The drive out was beautiful, as is any drive anywhere in Oregon it seems. We drove through vinyards and farmland, low rolling hills, it was green and beautiful, the sky was blue with big puffy clouds. I kept saying to John "I WANT TO MOVE HERE! I want to be a Farmess" John informed me that there is no such thing as a Farmess and that I'd just be a regular old farmer picking radishes in the fields complaining about back pain and I'd hate it within a week. Yea, I guess, but driving through it seemed like such a romantic idea, to give up the rat race and live off the land.
Driving into Lincoln City Alex and I were amazed by the clouds. Low Stratus clouds moving at high speed above us. They were so low and so fast moving at first I was sure they had to be smoke from a fire, but as we got a view of the coastline, we saw that they were indeed clouds. A big huge cloud just hovering there over the ocean. It was ominous in a strange way. It wasn't grey or scary, didn't remotely look like there would be a storm, it was just hovering there over the ocean, creeping over the tops of the hills to the north.
Lincoln City is billed as "The kite capital of the world" and you'd think from that I would have realized it would be windy. I did not. Windy it was though, and then some. I kept having to take my glasses off and wipe the lenses because of what can only be described as ocean slime was being blown into my face from every direction. I could hardly see. What the beach did have going for it were the tidepools. A lot of them. Everywhere. We saw lots of tidepool critters, we caught fish and sea snails in our buckets (which we returned to their homes before leaving). After about an hour though, the kids were shivering (a stark contrast to them sweating in Portland just a few hours earlier) and I'd had enough of the wind. We got back in the car, my hair looking very much like I'd been electrocuted, and decided to go to Devil's Lake about a half mile inland.

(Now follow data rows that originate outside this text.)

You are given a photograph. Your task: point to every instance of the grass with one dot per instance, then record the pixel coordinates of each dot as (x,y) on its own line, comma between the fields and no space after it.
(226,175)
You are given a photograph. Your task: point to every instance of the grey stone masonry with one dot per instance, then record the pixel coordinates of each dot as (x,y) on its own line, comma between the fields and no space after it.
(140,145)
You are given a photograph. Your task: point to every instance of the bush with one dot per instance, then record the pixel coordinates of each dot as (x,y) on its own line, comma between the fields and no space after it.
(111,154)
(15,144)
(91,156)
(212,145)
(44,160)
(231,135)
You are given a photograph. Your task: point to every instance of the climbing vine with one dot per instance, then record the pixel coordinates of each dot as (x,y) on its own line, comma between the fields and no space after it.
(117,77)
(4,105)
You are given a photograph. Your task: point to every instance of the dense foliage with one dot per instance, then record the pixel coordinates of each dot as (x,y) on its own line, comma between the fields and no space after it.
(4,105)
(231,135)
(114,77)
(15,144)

No wind, just sun, blue skies, warm water, soft sand and a kick ass playground to boot.
All in all I think the kids had a nice day. John and I enjoyed the scenery, though our minds and hearts were on the loss of Grandma Marie, who's funeral had been that afternoon and we couldn't afford to attend. Since she passed away last Friday, grief and regret and frustration have threatened to take over. Being far away from family, it's hard, and though we are still very happy in our decision to move here, the last week or so has brought into bright clear focus what it's cost us to persue a better life away from Utah. Away from family.
As much as I love Oregon, even I have to admit that part of our hearts will always remain in Utah. We took our little roadtrip yesterday afternoon and were soothed by the beautiful scenery and the boys playing in the water and the fresh clean air. This is home now, and we are happy and we love it. But we need to figure out a way to stay connected to our loved ones back "home" in Utah.